Светлый фон

Это была общая стилевая манера, связанная с определенным периодом в истории современного театра, периодом, захватывающим 20‑е и начало 30‑х годов. Она возникла, естественно, как живое «эхо» театра на специфическую общественную атмосферу того времени.

У Станиславского в его постановочном плане «Талантов и поклонников» следы этой стилевой манеры легче всего улавливаются на финальной сцене спектакля, когда после отъезда Негиной развертывается ожесточенная схватка между Мелузовым и группой Бакина и князя Дулебова.
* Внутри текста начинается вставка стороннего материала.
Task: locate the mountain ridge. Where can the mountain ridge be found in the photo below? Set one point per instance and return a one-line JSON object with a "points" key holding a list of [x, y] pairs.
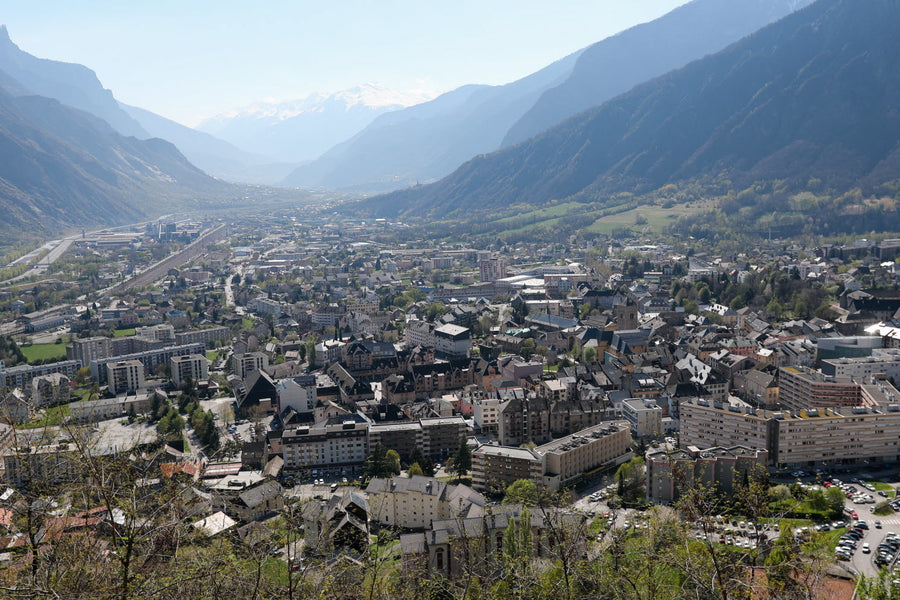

Весь четвертый акт, завершающийся этой сценой, как мы видели, решен Станиславским с поразительным блеском и новаторской смелостью, в сложном театральном рисунке, раскрывающем до конца напряженный драматизм основной ситуации этой пьесы Островского. Но в заключительной сцене акта, по всей вероятности, сегодня мы не согласились бы с таким чрезмерно открытым противопоставлением двух враждебных лагерей персонажей, какое давал здесь Станиславский, и с той чересчур повышенной тональностью, в которой он намечал поведение участников этого финального эпизода.

Такие акценты принадлежали короткому историческому мгновению, когда Станиславский работал над своей постановочной партитурой к «Талантам и поклонникам». Сейчас они показались бы нам в сценической реализации неоправданно угловатыми, с излишней прямотой обнажающими замысел режиссера.

И Домна Пантелевна (А. Зуева) в том облике, как она возникает перед нами со страниц репетиционных протоколов, пожалуй, оказалась бы для наших дней слишком законченной мещанкой. По всей вероятности, сегодня мы были бы снисходительнее на ее счет и захотели бы увидеть в ней побольше добродушия и той душевной растерянности, которая все-таки живет в этой старой, побитой жизнью женщине, тоже по-своему жертве общественного уклада, что и ее молоденькая дочка.

Но такие летучие сценические акценты, характерные для короткого общественного «микроклимата», легко стираются сейчас со страниц режиссерской партитуры Станиславского, словно смываются с нее потоком времени. И за ними проступают прочные, неизменяемые контуры новой постановочной концепции «Талантов и поклонников», впервые обнажившей глубоко заложенные основы, на которых, подобно зданию на фундаменте, покоится вся сложная постройка этой пьесы Островского.

Концепция эта достаточно широка и всеобъемлюща для того, чтобы не превратиться в новый сценический канон, в стандартный «театральный мундир», изготовленный на веки вечные для «Талантов и поклонников». Отдельные частности, отдельные детали внутри нее будут заменяться другими в зависимости от времени, от индивидуальных особенностей режиссера-постановщика или исполнителей ролей, главных и второстепенных. Будут варьироваться и зрелищные средства при ее воплощении в сценические образы. Но главное в ней останется неизменным, так как это главное касается самого существа пьесы Островского.